French MPs on Friday passed a government-backed proposal to force cigarette-manufacturers to use plain packets without logos, identical in all respects apart from a small mention of their name.They also voted to impose a ban on smoking in cars, for an obligation for shops to check ID, transparency on lobbying by the industry and restrictions on where Tabacs can be situated. And then there is this.
An extra tax on cigarette manufacturers if their turnover either rises or fails to fall less that three per cent, the government's target for the reduction in salesIt's almost like they have admitted defeat before they have started. Plain packaging is the only measure amongst these which they can vaguely claim to be about driving down smoking prevalence, so they are insuring their stupidity with a tax, just in case.
This is because it is well known by all tobacco controllers that the only device that they can truly claim - without fear of dispute - to be proven to reduce smoking prevalence is duty/taxation, as ASH's APPG Chair Paul Burstow explained to us just a couple of weeks ago.

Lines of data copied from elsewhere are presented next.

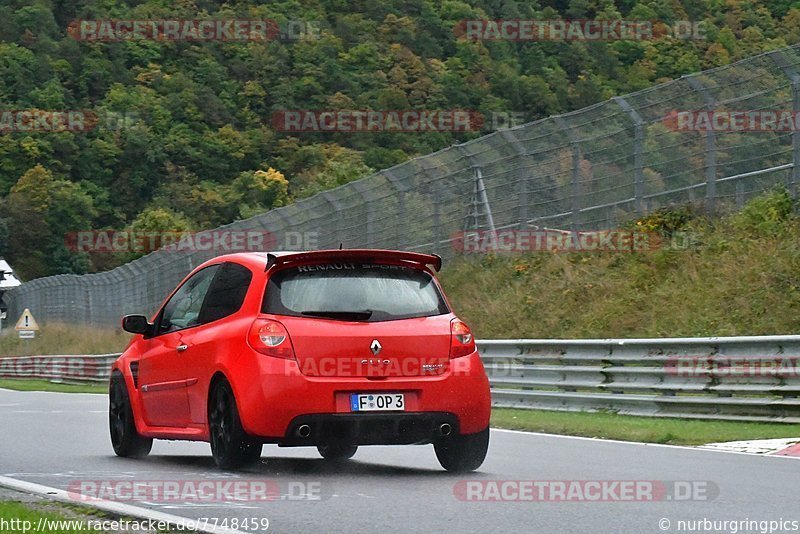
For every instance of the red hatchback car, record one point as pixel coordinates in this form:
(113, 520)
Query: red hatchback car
(332, 348)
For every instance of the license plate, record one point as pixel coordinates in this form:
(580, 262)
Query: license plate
(377, 402)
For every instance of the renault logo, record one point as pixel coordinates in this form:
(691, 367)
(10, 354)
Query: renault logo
(375, 347)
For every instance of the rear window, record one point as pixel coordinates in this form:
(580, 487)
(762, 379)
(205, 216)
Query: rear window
(348, 291)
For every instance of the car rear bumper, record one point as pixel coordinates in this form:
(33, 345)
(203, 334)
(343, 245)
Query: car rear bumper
(276, 403)
(369, 429)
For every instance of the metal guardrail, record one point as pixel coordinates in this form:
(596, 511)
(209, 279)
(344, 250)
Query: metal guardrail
(77, 369)
(728, 378)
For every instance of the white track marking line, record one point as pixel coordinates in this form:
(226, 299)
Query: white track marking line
(636, 443)
(117, 508)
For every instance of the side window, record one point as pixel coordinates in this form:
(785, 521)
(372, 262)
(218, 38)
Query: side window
(183, 309)
(227, 292)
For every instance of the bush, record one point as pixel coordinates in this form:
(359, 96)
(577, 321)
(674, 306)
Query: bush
(766, 214)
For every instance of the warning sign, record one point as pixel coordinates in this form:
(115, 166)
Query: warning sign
(27, 322)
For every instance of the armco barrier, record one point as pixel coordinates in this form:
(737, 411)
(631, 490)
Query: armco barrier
(733, 378)
(80, 369)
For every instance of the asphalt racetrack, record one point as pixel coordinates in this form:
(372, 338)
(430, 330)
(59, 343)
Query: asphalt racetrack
(581, 485)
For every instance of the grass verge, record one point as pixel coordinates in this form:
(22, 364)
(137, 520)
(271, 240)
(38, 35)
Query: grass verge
(45, 385)
(64, 339)
(53, 518)
(633, 428)
(599, 425)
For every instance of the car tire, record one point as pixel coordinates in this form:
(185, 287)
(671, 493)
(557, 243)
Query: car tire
(462, 453)
(231, 447)
(125, 439)
(337, 452)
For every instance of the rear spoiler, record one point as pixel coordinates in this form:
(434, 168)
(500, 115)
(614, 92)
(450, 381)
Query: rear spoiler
(373, 255)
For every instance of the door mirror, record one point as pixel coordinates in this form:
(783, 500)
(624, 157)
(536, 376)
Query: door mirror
(136, 324)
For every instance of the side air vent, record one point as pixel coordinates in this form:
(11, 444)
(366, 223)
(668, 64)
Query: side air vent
(135, 374)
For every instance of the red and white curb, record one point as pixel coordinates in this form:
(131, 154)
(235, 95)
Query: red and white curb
(778, 447)
(117, 508)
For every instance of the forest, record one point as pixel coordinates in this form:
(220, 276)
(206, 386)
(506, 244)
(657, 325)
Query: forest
(184, 136)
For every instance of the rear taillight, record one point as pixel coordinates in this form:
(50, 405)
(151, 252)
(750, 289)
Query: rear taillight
(271, 338)
(461, 341)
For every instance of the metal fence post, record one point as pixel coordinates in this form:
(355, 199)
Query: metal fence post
(638, 153)
(337, 221)
(711, 145)
(522, 176)
(369, 199)
(401, 190)
(435, 191)
(782, 63)
(577, 189)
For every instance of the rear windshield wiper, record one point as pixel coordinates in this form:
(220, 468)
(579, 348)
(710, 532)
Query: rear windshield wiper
(362, 315)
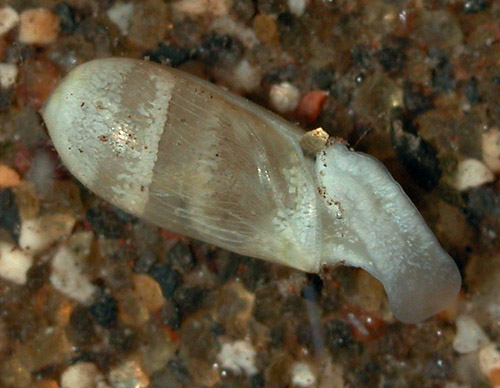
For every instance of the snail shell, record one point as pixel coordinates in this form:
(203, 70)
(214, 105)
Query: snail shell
(185, 155)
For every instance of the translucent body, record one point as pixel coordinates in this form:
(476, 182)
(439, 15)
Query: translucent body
(192, 158)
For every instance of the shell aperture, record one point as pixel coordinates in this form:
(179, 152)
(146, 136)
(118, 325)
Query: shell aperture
(192, 158)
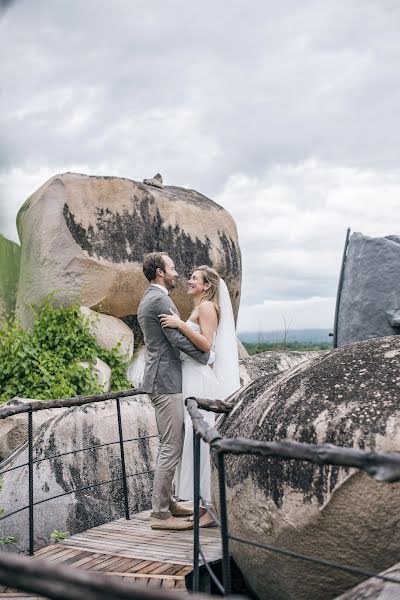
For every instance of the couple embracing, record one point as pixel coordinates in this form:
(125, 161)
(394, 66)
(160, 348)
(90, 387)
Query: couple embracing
(193, 358)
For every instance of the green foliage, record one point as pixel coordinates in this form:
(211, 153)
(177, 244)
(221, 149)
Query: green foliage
(59, 536)
(42, 363)
(256, 348)
(5, 539)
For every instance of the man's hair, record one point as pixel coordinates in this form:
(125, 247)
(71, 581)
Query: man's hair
(152, 262)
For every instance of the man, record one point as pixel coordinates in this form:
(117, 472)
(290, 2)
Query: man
(163, 383)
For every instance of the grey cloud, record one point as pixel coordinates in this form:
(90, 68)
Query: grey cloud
(204, 91)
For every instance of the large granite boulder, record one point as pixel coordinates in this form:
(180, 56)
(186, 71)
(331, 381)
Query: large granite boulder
(84, 239)
(14, 430)
(376, 589)
(76, 428)
(10, 254)
(271, 364)
(349, 397)
(370, 298)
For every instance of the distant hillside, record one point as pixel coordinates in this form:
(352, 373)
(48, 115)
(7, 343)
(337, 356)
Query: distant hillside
(304, 336)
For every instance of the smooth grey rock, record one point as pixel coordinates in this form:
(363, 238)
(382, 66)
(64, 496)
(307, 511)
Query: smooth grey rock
(371, 289)
(271, 364)
(14, 430)
(156, 181)
(84, 239)
(393, 316)
(348, 397)
(376, 589)
(242, 352)
(76, 428)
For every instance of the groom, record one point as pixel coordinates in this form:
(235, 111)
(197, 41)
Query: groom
(163, 383)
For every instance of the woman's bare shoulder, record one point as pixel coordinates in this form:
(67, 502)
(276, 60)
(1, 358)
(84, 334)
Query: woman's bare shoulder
(207, 308)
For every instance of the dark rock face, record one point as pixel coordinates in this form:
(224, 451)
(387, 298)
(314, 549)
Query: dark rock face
(370, 298)
(84, 238)
(347, 397)
(78, 428)
(376, 589)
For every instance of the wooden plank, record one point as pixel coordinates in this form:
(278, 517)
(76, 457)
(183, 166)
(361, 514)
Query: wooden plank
(142, 576)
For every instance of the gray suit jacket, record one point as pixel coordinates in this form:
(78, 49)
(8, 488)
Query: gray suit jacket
(163, 370)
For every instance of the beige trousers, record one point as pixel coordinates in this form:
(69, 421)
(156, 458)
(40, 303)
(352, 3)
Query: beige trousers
(169, 417)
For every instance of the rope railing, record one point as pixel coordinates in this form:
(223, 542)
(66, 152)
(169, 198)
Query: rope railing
(382, 466)
(29, 408)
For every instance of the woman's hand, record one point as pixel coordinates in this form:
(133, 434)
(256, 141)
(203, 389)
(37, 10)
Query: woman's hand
(172, 320)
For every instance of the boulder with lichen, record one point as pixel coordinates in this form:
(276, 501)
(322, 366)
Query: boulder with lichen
(84, 239)
(348, 397)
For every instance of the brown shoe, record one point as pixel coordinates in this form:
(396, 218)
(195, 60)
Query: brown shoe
(171, 523)
(177, 510)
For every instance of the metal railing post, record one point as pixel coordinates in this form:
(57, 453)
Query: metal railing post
(123, 467)
(30, 484)
(196, 516)
(226, 564)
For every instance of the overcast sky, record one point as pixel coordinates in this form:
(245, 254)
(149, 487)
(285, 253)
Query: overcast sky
(285, 113)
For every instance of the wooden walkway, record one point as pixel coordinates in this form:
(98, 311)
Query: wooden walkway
(131, 549)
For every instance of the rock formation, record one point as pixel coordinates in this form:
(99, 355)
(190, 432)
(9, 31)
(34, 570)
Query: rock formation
(348, 397)
(271, 364)
(10, 254)
(75, 428)
(110, 332)
(370, 297)
(84, 239)
(14, 430)
(376, 589)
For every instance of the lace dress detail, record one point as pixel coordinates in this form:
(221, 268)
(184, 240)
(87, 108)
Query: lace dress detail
(197, 380)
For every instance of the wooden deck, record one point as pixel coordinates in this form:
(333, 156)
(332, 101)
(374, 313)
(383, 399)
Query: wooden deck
(131, 549)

"If a tobacco levy is introduced, the tobacco industry will have to decide whether to pass on to consumers some, or all, of the cost in higher prices. That would of course have some public health benefits, as price increases are known to be the single most effective policy lever in reducing smoking prevalence"We have to ask ourselves, then, why it is that governments are faffing around with a policy such as plain packaging - where the efficacy is hotly disputed - when they could just go for something that they know will work. Well, that's if they actually do want there to be less smoking, of course - the fact that state treasuries profit like a motherfucker from smokers tends to cast doubt on their motives somewhat, I find.
All this is very interesting in light of the fact that one of the key arguments being used by the 36 countries objecting to plain packaging via the World Trade Organisation (WTO) is that there are other options that could be employed to achieve a reduction in smoking for all ages.
Or, as the WTO rules put it (emphases mine).
Unnecessary obstacles to trade can result when (i) a regulation is more restrictive than necessary to achieve a given policy objective, or (ii) when it does not fulfil a legitimate objective. A regulation is more restrictive than necessary when the objective pursued can be achieved through alternative measures which have less trade-restricting effects, taking account of the risks non-fulfilment of the objective would create.What Burstow has told the UK parliament is that there is - indeed - something far more effective than plain packaging, and that it's name is taxation. What France is admitting, too, is that if - as we can expect from the evidence from Australia - plain packaging doesn't work to reduce prevalence by an arbitrary 3%, they will resort to something that they know will work, taxation.
They couldn't make a better case for those objecting to plain packs at the WTO if they tried. I do hope the lawyers acting on behalf of those 36 countries are noting all this down, because it is quite clear that there are, indeed, "alternative measures which have less trade-restricting effects" which don't involve stealing billions of dollars of intellectual property from legal businesses like plain packaging does.
They need only quote the politicians and policy detail of the daft countries who are determined to try something stupid before doing something that works.